Barnabas is a relatively minor character in the New Testament. The apostle Paul towers over the books following the gospels, and every other character can seem small by comparison. Certainly, Barnabas, who separated from Paul over the issue of taking John Mark, tends to fade out after Acts 15.
But like most encouragers, Barnabas didn’t focus on himself, and seems content to have served a role of cheering on and reinforcing others. As mentioned yesterday, Barnabas was the one who paved the way for the feared Paul to come into the Christian community in Jerusalem. Who knows how many years of delay might have occurred if Barnabas hadn’t taken the lead in knocking down barriers to Paul’s ministry?

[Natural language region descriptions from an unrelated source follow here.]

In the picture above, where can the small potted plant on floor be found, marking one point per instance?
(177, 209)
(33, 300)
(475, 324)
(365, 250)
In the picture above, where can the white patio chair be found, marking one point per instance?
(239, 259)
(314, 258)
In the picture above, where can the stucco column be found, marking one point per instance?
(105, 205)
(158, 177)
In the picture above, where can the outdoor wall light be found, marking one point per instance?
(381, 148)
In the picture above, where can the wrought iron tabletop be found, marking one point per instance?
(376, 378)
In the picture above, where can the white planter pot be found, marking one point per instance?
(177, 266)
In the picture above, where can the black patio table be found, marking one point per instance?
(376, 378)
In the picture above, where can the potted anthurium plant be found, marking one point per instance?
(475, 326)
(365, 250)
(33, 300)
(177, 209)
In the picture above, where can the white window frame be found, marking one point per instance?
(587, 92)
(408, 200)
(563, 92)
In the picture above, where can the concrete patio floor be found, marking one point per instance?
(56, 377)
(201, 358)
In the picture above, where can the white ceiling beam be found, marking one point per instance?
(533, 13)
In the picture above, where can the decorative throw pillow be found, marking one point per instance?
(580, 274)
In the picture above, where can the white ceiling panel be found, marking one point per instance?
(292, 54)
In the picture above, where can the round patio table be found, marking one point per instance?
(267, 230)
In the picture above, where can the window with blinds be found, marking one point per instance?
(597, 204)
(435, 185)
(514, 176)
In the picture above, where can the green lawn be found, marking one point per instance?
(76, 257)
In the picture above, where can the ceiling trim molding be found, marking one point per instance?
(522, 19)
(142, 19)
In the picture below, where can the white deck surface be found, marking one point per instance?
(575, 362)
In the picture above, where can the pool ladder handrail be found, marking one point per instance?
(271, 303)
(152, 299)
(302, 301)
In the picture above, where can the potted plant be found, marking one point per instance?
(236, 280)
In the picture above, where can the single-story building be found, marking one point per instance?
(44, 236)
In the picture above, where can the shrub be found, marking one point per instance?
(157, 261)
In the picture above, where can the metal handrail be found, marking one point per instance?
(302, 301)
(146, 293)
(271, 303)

When the word of the Lord began to spread from the Hebrew-speaking Jews to the Hellenists (Greek-speaking Jews), it was Barnabas who was sent to speak and preach to them. The result? “…he exhorted them all to remain faithful to the Lord with steadfast purpose, for he was a good man, full of the Holy Spirit and of faith. And a great many people were added to the Lord” (Acts 11:23b-25). What a great contribution to the early, growing church—and what a significant development for the spread of the gospel!
When the new converts in Antioch and the region around that city were being taught falsehoods, Barnabas was sent with Paul to deliver a letter of correction. The response? Acts 15:31: “And when they had read it, they rejoiced because of its encouragement.” Not its doctrinal accuracy (which was important), but “its encouragement.”
It was after this time that Paul and Barnabas split up. But Barnabas’ gift for encouragement seems to have continued unabated. He took John Mark with him on his missionary journey. Yes, he was related to him, and there might have been a family connection that won out. Maybe he was being indulgent, or perhaps reacting to Paul’s rejection of John Mark.
But maybe Barnabas’s tendency toward encouragement helped him to read John Mark’s character better than Paul could. Perhaps he had more confidence that whatever happened before wouldn’t happen again. Perhaps Barnabas saw the state of his cousin’s soul, not wanting to discourage him and have the kingdom of God lose a great servant because of failure. Whatever his motivations, it worked. John Mark became a powerful minister, proving useful to Paul and to everyone who reads the gospel named after him.
Are you an encourager, or a critic? Critics and encouragers see the same things. But encouragers are concerned with others and connected to people and want to help them. Critics are motivated by pride, and they stand alone. If you’re tempted to criticize, let God have what you see, and find a way in Him to become a Barnabas.
Prayer: Lord, I want to be an encourager. Help me to see things the way Barnabas did, and use me as You did him. Help me not to back off in judgment when I see things, but help me to continue to remain connected with people and find Your way of encouraging them.